1
votes

I'm having issues with a cassandra cluster with several datacenters, 3 nodes for each datacenter, 2 nodes per datacenter acting as seeds:

I have a keyspace X with ReplicationFactor 3 which has 3 copies in datacenter DC1 and 3 copies in datacenter DC2 (KEYSPACE X WITH replication = {'class': 'NetworkTopologyStrategy', 'DC1': '3', 'DC2': '3'} AND durable_writes = true;)

Now, what I do (and perhaps I'm missing something here) is I cqlsh into every node in datacenter DC2 (let's say node2A, node2B and node2C) and do the following:

  • cqlsh node2N
  • consistency all
  • select * from x.table;

And by setting consistency to ALL, I know I have to get a response from every node, the 3 belonging to DC1 and the 3 belonging to DC2, 6 responses in total. But instead of that, I am getting 3 different results in each node:

  • node2A: The query fails with a Cannot achieve consistency level ALL info: {'required_replicas': 6, 'alive_replicas': 5, 'consistency': ALL}
  • node2B: The query succeeds and returns the table data
  • node2C: The query takes 1-2 minutes and then returns a Coordinator node timed out waiting for replica nodes' responses. Operation timed out - received only 5 responses. info: {'received_responses': 5, 'required_responses': 6, 'consistency': ALL}

The reason why I'm doing these queries in cqlsh is because one of our applications is behaving erratically when querying cassandra (saying things such as not enough replicas for QUORUM, etc) and I suspect we might have some issue with the communications between the nodes. Either the gossiping is telling different things to different nodes or something like that. The communication works from each node to any other node (we can cqlsh, ssh and everything).

Could my theory be correct and we have some sort of incongruency in the configuration? If so, how could I debug those failures? Is there a way of knowing which one is the node not alive or not responding so that I can look more closely into its communications? I tried with "tracing on" but it only works for succesfull queries, so I only get the traces in the node2B (btw, the behaviour is not always the same on the same node, it seems to be random)

If not, is my cqlsh test even valid? Or am I missing some vital part of the cassandra puzzle here?

Much thanks in advance, I'm going mad in here....

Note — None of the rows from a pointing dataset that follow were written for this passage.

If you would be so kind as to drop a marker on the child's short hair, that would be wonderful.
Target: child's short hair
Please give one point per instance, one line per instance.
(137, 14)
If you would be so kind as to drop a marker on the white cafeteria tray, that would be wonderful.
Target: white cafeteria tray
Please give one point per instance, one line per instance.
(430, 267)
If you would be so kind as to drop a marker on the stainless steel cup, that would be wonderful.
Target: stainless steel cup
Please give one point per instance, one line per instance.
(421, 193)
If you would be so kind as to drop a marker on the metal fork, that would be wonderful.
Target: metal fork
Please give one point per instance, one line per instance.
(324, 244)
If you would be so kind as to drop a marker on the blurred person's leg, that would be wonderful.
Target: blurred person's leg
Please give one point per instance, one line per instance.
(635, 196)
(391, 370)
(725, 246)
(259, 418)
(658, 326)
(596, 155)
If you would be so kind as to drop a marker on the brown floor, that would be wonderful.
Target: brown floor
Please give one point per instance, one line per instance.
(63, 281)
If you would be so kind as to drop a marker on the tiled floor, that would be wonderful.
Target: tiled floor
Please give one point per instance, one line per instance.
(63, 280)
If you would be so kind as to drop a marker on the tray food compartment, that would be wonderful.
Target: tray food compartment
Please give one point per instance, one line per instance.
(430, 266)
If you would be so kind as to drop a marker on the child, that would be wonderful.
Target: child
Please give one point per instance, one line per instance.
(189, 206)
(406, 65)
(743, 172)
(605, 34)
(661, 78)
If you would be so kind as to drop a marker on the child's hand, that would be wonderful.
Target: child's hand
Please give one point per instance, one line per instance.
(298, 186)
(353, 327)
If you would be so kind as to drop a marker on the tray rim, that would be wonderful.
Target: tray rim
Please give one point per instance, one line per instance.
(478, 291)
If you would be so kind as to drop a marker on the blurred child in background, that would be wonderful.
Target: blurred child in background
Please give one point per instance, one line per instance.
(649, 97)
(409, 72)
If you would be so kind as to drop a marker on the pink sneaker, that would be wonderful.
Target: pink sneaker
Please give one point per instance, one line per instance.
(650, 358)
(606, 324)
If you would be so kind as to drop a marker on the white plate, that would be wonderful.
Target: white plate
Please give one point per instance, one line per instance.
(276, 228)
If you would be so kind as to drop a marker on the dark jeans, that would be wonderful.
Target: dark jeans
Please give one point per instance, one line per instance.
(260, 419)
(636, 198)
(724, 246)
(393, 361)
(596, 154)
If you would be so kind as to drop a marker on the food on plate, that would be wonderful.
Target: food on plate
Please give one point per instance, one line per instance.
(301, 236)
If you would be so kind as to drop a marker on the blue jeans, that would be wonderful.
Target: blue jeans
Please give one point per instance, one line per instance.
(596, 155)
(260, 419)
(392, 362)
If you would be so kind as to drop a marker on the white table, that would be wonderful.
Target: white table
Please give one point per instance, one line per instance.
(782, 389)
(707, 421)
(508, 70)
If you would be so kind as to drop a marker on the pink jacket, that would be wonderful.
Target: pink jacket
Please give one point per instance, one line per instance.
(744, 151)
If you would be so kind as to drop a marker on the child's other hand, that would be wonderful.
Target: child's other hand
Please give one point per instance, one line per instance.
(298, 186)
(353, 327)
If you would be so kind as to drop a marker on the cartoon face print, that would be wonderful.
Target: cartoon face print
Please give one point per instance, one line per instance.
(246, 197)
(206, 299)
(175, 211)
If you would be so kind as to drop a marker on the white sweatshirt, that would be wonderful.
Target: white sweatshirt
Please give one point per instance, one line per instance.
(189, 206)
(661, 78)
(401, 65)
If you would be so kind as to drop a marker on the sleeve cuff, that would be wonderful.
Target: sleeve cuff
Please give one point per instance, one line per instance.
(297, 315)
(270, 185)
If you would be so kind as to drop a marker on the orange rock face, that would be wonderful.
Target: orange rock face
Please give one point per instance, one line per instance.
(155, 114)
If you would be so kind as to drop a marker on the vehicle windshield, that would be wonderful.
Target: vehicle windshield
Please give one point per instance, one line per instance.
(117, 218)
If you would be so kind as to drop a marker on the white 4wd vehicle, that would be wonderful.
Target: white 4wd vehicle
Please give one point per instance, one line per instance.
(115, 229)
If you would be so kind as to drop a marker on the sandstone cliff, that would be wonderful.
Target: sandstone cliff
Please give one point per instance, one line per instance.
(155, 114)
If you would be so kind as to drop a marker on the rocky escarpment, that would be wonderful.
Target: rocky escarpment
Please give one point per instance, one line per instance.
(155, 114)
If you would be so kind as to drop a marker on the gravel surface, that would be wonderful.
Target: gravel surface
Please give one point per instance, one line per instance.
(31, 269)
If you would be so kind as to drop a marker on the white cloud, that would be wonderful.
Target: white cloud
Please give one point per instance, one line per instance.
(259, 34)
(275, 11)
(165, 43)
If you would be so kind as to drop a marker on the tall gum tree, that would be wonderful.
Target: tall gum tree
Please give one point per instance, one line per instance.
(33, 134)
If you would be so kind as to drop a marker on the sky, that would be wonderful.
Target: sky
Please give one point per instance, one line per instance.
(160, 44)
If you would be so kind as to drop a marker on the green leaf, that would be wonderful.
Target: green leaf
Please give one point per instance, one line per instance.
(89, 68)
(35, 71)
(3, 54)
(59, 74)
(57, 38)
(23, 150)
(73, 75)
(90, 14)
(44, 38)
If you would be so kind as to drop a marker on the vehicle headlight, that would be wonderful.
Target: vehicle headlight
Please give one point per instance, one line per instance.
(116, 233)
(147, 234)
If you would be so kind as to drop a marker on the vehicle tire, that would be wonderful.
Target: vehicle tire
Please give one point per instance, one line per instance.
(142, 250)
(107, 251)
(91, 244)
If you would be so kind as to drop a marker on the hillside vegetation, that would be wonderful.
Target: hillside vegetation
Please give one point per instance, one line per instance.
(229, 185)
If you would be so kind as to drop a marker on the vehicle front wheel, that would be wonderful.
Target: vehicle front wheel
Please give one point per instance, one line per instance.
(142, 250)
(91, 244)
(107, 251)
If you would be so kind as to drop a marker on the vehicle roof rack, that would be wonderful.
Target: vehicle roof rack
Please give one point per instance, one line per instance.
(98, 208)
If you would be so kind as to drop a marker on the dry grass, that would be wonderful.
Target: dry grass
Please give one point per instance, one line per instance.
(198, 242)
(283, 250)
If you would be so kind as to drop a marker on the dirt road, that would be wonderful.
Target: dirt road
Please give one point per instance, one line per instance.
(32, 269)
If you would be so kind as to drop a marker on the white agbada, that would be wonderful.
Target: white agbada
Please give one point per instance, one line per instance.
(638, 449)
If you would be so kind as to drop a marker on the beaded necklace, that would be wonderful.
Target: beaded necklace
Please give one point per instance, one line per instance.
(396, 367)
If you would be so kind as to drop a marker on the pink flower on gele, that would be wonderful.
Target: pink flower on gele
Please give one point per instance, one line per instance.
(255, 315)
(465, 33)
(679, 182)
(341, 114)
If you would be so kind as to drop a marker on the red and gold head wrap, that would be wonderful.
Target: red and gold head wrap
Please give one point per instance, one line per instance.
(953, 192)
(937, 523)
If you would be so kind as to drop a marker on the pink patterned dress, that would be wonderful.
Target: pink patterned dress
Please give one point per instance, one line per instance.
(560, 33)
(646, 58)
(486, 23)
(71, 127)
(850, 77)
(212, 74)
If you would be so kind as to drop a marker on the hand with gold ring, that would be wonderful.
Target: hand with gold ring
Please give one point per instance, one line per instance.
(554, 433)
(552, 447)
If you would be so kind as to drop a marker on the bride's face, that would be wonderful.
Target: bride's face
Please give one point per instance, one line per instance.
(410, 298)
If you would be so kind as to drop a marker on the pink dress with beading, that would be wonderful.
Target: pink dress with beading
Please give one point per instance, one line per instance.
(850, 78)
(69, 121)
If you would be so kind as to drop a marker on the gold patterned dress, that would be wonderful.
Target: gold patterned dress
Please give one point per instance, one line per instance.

EDIT: As requested, here's the output of the nodetool describecluster. I did it in all 3 nodes of the DC2 and:

  • node2A:

Cluster Information: Name: Cassandra Cluster Snitch: org.apache.cassandra.locator.DynamicEndpointSnitch Partitioner: org.apache.cassandra.dht.Murmur3Partitioner Schema versions: 19ada8a5-4688-3fa8-9479-e612388f67ee: [node2A, node2B, node1A, node1B, node1C, other IPs from other nodes (from other datacenters and keyspaces)]

  • node2B:

Cluster Information: Name: Cassandra Cluster Snitch: org.apache.cassandra.locator.DynamicEndpointSnitch Partitioner: org.apache.cassandra.dht.Murmur3Partitioner Schema versions: 19ada8a5-4688-3fa8-9479-e612388f67ee: [node2A, node2B, node2C, node1A, node1B, node1C, other IPs from other nodes (from other datacenters and keyspaces)] UNREACHABLE: [couple of IPs from other datacenter/keyspaces]

  • node2C:

Cluster Information: Name: Cassandra Cluster Snitch: org.apache.cassandra.locator.DynamicEndpointSnitch Partitioner: org.apache.cassandra.dht.Murmur3Partitioner Schema versions: 19ada8a5-4688-3fa8-9479-e612388f67ee: [node2B, node2C, node1A, node1B, node1C, other IPs from other nodes (from other datacenters and keyspaces)] UNREACHABLE: [node2A and other IPs]

Worth noting that in node2A there's no node2C, in node2B all 3 nodes appear and in node2C we have node2A as UNREACHABLE...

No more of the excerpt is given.